Because it is better, you ask?
No. Actually, Git kind of sucks in a number of ways. Right off the bat, it shoves about a zillion command line tools in your bin/ directory, many of which don’t work unless you go figure out what silly perl modules or something else are required.
But, still, Git will win unless the Subversion developers finally pull their head out of their ass and realize that opaque collections are much more than “just a Mac specific problem… just tar wrappers done right”.
To rephrase in a slightly less antagonistic fashion (Now, I owe several people a beer and an apology for that last paragraph): Subversion needs to focus on the user experience and not just on being a better CVS. There be innovation goin’ on and hiding behind “a better CVS” will only work for not terribly much longer.
Git will win because it is about 8 bazillion times easier to use because it doesn’t scatter administrivia crap throughout your work area.
This is just so fundamentally the right way to do stuff.
Why in bloody hell should the user have to think about mirroring the filesystem manually??!?!

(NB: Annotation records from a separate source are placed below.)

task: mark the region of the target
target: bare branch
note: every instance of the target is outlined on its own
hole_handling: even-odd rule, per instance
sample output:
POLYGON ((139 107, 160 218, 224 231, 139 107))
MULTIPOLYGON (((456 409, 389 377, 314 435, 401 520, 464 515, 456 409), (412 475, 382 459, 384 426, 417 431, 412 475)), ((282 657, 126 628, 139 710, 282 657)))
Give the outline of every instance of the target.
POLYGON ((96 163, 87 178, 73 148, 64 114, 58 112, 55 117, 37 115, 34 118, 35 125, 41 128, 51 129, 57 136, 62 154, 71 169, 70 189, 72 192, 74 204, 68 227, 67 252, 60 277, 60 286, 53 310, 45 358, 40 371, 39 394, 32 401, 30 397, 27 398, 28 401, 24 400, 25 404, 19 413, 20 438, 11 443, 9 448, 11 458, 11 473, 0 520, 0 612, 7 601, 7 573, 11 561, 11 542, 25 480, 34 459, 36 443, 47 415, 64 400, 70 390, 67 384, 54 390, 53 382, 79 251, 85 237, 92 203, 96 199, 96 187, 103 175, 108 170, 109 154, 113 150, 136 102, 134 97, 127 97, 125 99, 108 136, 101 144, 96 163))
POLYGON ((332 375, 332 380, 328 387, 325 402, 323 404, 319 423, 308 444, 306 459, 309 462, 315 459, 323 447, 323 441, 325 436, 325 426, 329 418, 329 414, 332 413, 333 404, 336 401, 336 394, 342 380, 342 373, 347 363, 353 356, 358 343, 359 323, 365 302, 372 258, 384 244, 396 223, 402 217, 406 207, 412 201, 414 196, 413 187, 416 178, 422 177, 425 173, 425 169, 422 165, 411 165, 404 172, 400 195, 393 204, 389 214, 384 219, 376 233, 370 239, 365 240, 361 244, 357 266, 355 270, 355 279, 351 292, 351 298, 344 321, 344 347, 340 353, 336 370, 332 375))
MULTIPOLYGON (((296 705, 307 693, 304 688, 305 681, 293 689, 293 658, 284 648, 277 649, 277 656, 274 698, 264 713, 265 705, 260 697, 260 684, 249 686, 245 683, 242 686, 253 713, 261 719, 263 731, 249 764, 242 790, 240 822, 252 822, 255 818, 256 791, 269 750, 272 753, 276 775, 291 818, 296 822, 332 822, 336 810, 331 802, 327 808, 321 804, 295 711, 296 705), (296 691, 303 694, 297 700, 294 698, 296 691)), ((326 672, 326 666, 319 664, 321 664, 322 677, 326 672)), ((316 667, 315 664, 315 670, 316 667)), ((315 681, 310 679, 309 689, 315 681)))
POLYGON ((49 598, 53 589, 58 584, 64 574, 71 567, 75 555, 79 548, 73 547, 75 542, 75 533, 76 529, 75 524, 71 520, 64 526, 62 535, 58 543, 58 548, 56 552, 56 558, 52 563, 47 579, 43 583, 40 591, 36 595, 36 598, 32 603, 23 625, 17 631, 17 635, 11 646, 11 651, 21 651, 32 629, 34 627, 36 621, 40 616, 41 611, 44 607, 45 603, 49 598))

Yet, that is exactly what Subversion, CVS, and Perforce force the user to do!
Stupid, stupid, stupid.
Try explaining to a user — to an artist, to your mother, to someone writing a damned presentation — why the frack they should have to go into some tool to either do what they have already done in the Finder (or Windows equivalent) or that even using the Finder (or Windows equivalent) will screw up their “workarea state”.
This isn’t about “wrappers” — about documents that are really directories. This is about convenience.
Give it 12 to 18 months. If Subversion doesn’t fix this — if Subversion doesn’t make it, like, not require lots of silly, repetitive, manual, error prone, operations that either mirror filesystem operations or require you to use one tool and not another — then Git will gain users in droves.
Users will switch not because Git is better than Subversion, but because Git is one whole hell of a lot easier to work with in the most common workflow — editing, adding, and deleting files.
Git doesn’t make you redo stuff that your computer is already quite good at doing. And, that, alone, will be enough to make users flock to it…
Fraser offers a much more techincal analysis of the differences. Personally, I desperately hope Subversion fixes this particular problem. Subversion is really and truly awesome in so many ways and I do not want to have to migrate repository software for at least another decade.